Le sexagénaire, qui abordera ce samedi avec le public sa passion pour ces titans de glace, ne s’y est pourtant pas consacré dès le plus jeune âge. Mais sa passion pour l’image remonte à loin.
«Mon père était responsable d’un cinéma-club pour l’armée de l’air française en Côte d’Ivoire, dans le camp militaire où j’ai grandi, raconte Gilles. Il projetait des films, prenait des photos et réalisait des prises de vue pour l’armée. Tout son matériel était stocké dans ma chambre et, lorsqu’il n’était pas là, je m’en servais.»
À 18 ans, Gilles Elbhar arrive en France. Son père souhaitait qu’il devienne militaire de carrière. «Mais, venant de Côte d’Ivoire, les cheveux longs, mon profil ne semblait pas plaire et je n’ai fait que le service militaire.» Il débute alors une formation en informatique qui ne lui convient pas puis À l’âge des choix, le jeune homme se dirige naturellement vers la profession de projectionniste, obtenant un Certificat d’Aptitude Professionnelle, puis exerçant ce métier dans différentes villes françaises, dont Paris, puis à Fribourg et Lausanne.

Un bruit d’écroulement continu
Aujourd’hui employé auprès de Louis Bélet SA, il n’a pas perdu sa fascination pour le monde de l’image. «Ce qui me plaît le plus, c’est l’observation des formes, ce moment où elles passent du concret à l’abstrait.» En 2015, c’est lors d’un voyage au Groenland qu’il découvre le mouvement des icebergs.
Celui-ci le bouleverse. Il est trois heures du matin lorsque Gilles se promène au bord de l’océan, dans le jour polaire. Entendant un bruit d’écroulement continu, il se rapproche de la jetée et observe.
«D’abord, je n’ai pas compris ce que c’était. Puis j’ai vu la calotte glacière qui s’effondrait par morceaux entiers. Ils tombaient dans l’eau et formaient des icebergs. J’ai vu là un exemple de la gravité et de l’importance du phénomène de réchauffement climatique.»

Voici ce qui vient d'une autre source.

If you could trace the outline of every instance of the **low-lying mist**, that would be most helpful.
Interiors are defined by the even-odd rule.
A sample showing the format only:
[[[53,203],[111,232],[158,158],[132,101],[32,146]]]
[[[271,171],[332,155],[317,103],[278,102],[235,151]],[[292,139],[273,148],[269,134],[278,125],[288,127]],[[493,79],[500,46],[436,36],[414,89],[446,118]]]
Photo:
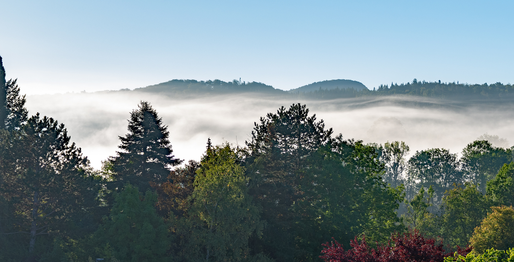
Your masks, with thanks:
[[[199,160],[206,142],[227,141],[244,145],[253,122],[293,103],[307,105],[311,114],[327,128],[345,138],[383,144],[402,140],[411,153],[443,147],[460,153],[484,133],[514,141],[514,106],[473,102],[458,104],[414,97],[376,97],[332,100],[275,99],[242,93],[196,99],[119,91],[32,95],[27,97],[29,114],[39,112],[66,125],[72,141],[82,148],[91,165],[116,155],[119,136],[127,133],[127,119],[140,100],[151,103],[169,126],[174,154]]]

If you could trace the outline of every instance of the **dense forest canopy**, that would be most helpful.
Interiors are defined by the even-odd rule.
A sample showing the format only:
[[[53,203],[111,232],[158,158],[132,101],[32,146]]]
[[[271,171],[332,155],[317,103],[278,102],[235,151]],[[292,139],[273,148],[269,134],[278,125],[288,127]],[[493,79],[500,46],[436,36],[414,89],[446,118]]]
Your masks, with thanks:
[[[3,83],[0,260],[514,258],[514,250],[494,249],[514,247],[514,146],[498,136],[469,141],[461,157],[433,148],[409,157],[405,142],[343,138],[295,103],[255,119],[244,146],[209,139],[199,161],[181,166],[169,140],[174,134],[141,101],[127,114],[119,151],[95,170],[63,124],[39,113],[29,117],[16,80]],[[410,92],[424,85],[453,84],[397,86]]]

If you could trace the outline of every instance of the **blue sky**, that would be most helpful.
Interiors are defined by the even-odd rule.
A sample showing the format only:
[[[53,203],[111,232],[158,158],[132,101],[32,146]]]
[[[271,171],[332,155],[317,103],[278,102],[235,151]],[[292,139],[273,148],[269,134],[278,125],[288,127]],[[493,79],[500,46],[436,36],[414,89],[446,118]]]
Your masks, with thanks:
[[[514,82],[512,1],[0,0],[0,55],[28,94],[174,79],[283,89],[344,79]]]

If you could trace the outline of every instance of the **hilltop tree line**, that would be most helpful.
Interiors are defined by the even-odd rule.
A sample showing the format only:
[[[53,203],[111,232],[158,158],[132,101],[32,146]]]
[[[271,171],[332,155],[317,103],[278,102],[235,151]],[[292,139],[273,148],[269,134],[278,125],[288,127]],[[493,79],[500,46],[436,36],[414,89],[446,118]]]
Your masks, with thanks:
[[[449,249],[513,244],[496,229],[514,220],[512,148],[478,140],[460,159],[433,148],[408,160],[405,143],[345,139],[295,104],[261,118],[244,146],[209,140],[185,163],[141,101],[96,170],[63,124],[29,117],[16,80],[5,83],[3,260],[321,261],[333,237],[379,247],[409,229]]]
[[[126,91],[128,89],[122,89]],[[336,98],[351,98],[365,97],[387,97],[402,96],[421,97],[449,100],[507,101],[514,97],[514,86],[510,84],[483,84],[418,81],[414,79],[407,83],[391,83],[382,84],[373,90],[353,88],[324,89],[308,92],[289,92],[265,84],[252,82],[241,82],[234,80],[226,82],[219,80],[198,81],[192,80],[175,79],[144,88],[136,88],[136,91],[159,92],[173,95],[199,96],[203,95],[227,94],[243,92],[259,92],[277,97],[302,99],[327,100]]]

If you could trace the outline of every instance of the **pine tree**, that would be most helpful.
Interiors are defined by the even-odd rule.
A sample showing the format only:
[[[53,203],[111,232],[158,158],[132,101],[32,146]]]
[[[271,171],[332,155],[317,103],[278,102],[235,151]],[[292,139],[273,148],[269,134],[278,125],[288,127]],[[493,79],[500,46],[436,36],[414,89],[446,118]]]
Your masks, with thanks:
[[[108,218],[95,233],[97,246],[111,252],[99,250],[97,255],[111,253],[120,261],[169,261],[168,229],[154,208],[157,194],[147,191],[143,197],[137,187],[127,183],[115,197]]]
[[[5,120],[5,127],[10,132],[20,130],[22,125],[28,120],[28,111],[25,107],[27,100],[25,95],[20,95],[17,81],[17,79],[10,79],[6,83],[7,117]]]
[[[72,217],[79,222],[89,208],[98,205],[95,199],[99,188],[86,174],[87,159],[75,143],[70,144],[64,125],[37,114],[12,134],[0,141],[11,145],[2,147],[9,154],[2,166],[6,175],[0,193],[10,215],[4,217],[2,230],[12,239],[26,236],[28,253],[33,257],[39,252],[38,239],[64,233],[64,225]]]
[[[117,152],[118,156],[111,161],[118,189],[130,182],[145,192],[150,189],[150,182],[164,182],[170,166],[178,165],[182,160],[172,155],[168,127],[150,103],[141,101],[138,107],[131,113],[129,133],[119,137],[121,144],[118,147],[124,152]]]
[[[191,206],[177,221],[177,231],[185,236],[181,255],[186,261],[247,261],[251,255],[248,238],[260,235],[264,224],[240,162],[228,143],[208,146],[196,171]]]
[[[5,126],[7,119],[7,87],[5,82],[5,69],[0,57],[0,128]]]

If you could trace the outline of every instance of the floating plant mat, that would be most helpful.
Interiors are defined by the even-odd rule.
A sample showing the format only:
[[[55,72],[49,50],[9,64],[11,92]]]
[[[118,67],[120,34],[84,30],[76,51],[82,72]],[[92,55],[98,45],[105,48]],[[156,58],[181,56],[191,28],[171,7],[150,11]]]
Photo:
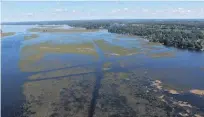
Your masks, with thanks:
[[[39,37],[38,34],[31,34],[31,35],[24,36],[24,40],[35,39],[37,37]]]
[[[60,28],[60,27],[36,27],[30,28],[30,32],[43,32],[43,33],[82,33],[82,32],[96,32],[97,29],[85,29],[85,28]]]
[[[88,115],[94,84],[94,74],[28,81],[23,86],[23,94],[26,98],[24,116],[83,117]]]
[[[122,46],[110,44],[105,40],[95,40],[94,42],[106,56],[127,56],[138,53],[137,48],[124,48]]]
[[[147,53],[147,56],[151,57],[151,58],[168,58],[168,57],[175,57],[176,53],[175,52],[157,52],[157,53]]]
[[[0,37],[3,38],[3,37],[7,37],[7,36],[12,36],[15,34],[16,34],[15,32],[3,32],[3,33],[0,33]]]
[[[53,78],[58,78],[62,76],[77,76],[80,74],[89,74],[94,72],[94,67],[93,66],[83,66],[83,67],[72,67],[72,68],[65,68],[65,69],[60,69],[60,70],[53,70],[49,72],[42,72],[42,73],[37,73],[29,76],[29,79],[34,80],[34,79],[53,79]]]
[[[95,109],[96,117],[167,116],[164,103],[156,99],[147,87],[148,79],[135,76],[125,72],[104,74]]]
[[[191,112],[195,112],[196,108],[167,96],[155,88],[149,77],[138,76],[137,73],[106,72],[101,80],[94,116],[168,117],[169,114],[195,114]],[[179,111],[172,111],[175,108]]]
[[[50,59],[47,57],[47,61],[45,60],[45,63],[42,63],[41,61],[49,54],[52,54],[52,56],[50,56]],[[43,70],[43,68],[46,67],[52,69],[60,68],[60,66],[64,67],[70,65],[72,61],[69,61],[69,58],[67,58],[65,62],[61,62],[60,60],[55,61],[55,56],[61,54],[70,56],[71,54],[76,54],[76,56],[78,55],[80,59],[83,58],[83,55],[86,55],[84,59],[87,56],[90,56],[92,58],[89,58],[90,60],[94,60],[94,58],[97,58],[97,53],[91,42],[74,44],[55,44],[48,41],[40,44],[24,46],[21,49],[21,58],[19,65],[22,71],[39,71]],[[50,62],[50,60],[52,60],[52,62]]]

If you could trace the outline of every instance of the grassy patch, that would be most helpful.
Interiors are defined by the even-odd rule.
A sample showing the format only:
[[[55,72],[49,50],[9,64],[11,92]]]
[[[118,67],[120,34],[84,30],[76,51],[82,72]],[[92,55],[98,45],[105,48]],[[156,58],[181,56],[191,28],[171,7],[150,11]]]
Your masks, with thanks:
[[[103,69],[111,68],[111,65],[112,65],[111,62],[105,62],[105,63],[103,64]]]
[[[94,83],[93,74],[26,82],[23,85],[24,116],[87,115]]]
[[[41,78],[52,78],[52,77],[59,77],[59,76],[67,76],[67,75],[74,75],[74,74],[83,74],[94,72],[93,67],[75,67],[75,68],[68,68],[63,70],[55,70],[52,72],[45,72],[45,73],[38,73],[34,74],[29,77],[29,79],[41,79]]]
[[[31,34],[29,36],[24,36],[24,40],[30,40],[39,37],[38,34]]]
[[[43,32],[43,33],[81,33],[81,32],[95,32],[96,29],[84,29],[84,28],[53,28],[53,27],[40,27],[40,28],[31,28],[28,31],[30,32]]]
[[[152,54],[147,54],[148,56],[152,58],[162,58],[162,57],[175,57],[174,52],[160,52],[160,53],[152,53]]]
[[[137,53],[137,49],[124,48],[117,45],[112,45],[105,40],[94,41],[108,56],[126,56]]]
[[[3,37],[7,37],[7,36],[12,36],[12,35],[15,35],[16,33],[15,32],[3,32],[1,33],[0,37],[3,38]]]
[[[44,68],[58,68],[66,66],[70,63],[62,63],[60,61],[53,63],[39,63],[47,54],[84,54],[97,57],[97,53],[92,43],[81,44],[53,44],[51,42],[44,42],[35,45],[28,45],[21,49],[21,59],[19,62],[22,71],[38,71]]]

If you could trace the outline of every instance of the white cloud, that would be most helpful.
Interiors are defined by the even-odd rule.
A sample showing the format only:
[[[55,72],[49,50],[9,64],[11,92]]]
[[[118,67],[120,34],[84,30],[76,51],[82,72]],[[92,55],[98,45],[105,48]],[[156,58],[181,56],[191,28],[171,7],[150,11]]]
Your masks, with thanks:
[[[33,16],[34,13],[22,13],[23,16]]]
[[[142,12],[149,12],[149,9],[142,9]]]
[[[123,10],[124,10],[124,11],[128,11],[128,8],[124,8]]]
[[[55,12],[67,12],[68,10],[67,8],[56,8],[54,11]]]

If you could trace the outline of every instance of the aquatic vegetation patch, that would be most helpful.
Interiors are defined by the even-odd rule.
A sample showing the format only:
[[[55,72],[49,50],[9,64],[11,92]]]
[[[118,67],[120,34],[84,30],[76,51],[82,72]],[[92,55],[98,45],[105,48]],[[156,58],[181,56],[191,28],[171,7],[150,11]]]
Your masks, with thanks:
[[[15,34],[16,34],[15,32],[2,32],[2,33],[0,33],[0,37],[3,38],[3,37],[7,37],[7,36],[12,36]]]
[[[54,70],[50,72],[42,72],[38,74],[34,74],[32,76],[29,76],[29,79],[41,79],[41,78],[53,78],[53,77],[61,77],[61,76],[71,76],[71,75],[80,75],[80,74],[86,74],[86,73],[92,73],[94,72],[93,67],[74,67],[74,68],[65,68],[62,70]]]
[[[88,115],[94,83],[93,74],[26,82],[23,86],[24,116]]]
[[[103,70],[106,70],[106,69],[110,69],[112,66],[112,63],[111,62],[105,62],[103,64]]]
[[[106,56],[127,56],[138,53],[136,48],[124,48],[122,46],[110,44],[105,40],[94,40],[94,42],[103,50]]]
[[[24,36],[24,40],[30,40],[39,37],[38,34],[31,34],[29,36]]]
[[[98,29],[84,29],[84,28],[53,28],[53,27],[39,27],[31,28],[29,32],[42,32],[42,33],[82,33],[82,32],[96,32]]]
[[[152,58],[163,58],[163,57],[175,57],[175,52],[160,52],[160,53],[149,53],[147,56]]]
[[[148,82],[148,79],[137,77],[134,73],[105,73],[101,81],[95,116],[166,117],[165,108],[168,105],[155,98]]]
[[[190,93],[193,93],[193,94],[196,94],[196,95],[204,96],[204,90],[191,89],[189,92],[190,92]]]
[[[91,42],[80,44],[53,44],[51,42],[44,42],[40,44],[27,45],[21,49],[19,66],[22,71],[37,71],[43,68],[49,68],[46,66],[51,65],[52,68],[59,68],[60,66],[70,65],[70,62],[53,62],[47,64],[41,63],[42,59],[48,54],[82,54],[90,55],[93,58],[97,58],[97,52]],[[55,55],[53,55],[55,56]],[[50,64],[50,65],[49,65]],[[66,64],[66,65],[64,65]],[[57,67],[59,66],[59,67]]]
[[[72,43],[72,44],[55,44],[51,41],[40,44],[28,45],[23,47],[22,52],[39,52],[39,53],[75,53],[96,55],[96,51],[91,42]]]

Celui qui vit à La Baroche entreprend de réaliser un documentaire au sujet des glaciers et des icebergs, se renseigne auprès de glaciologues suisses, voyage au Népal et en Alaska, et prévoit de se rendre prochainement en Amérique du sud pour finaliser le projet.
«J’aimerais que les gens réalisent ce qui est en train de disparaître. Montrer à quoi ressemble un iceberg ou un glacier, la beauté des nuances de bleu, leur immensité. Quand j’ai voyagé au Népal pour photographier des glaciers, j’ai parfois marché 35 km et, arrivé sur place, le guide me disait “Voilà, ici il y avait un glacier, mais il a fondu”. Il ne restait que le vide laissé par la glace. Je n’ai pas pris de photos.»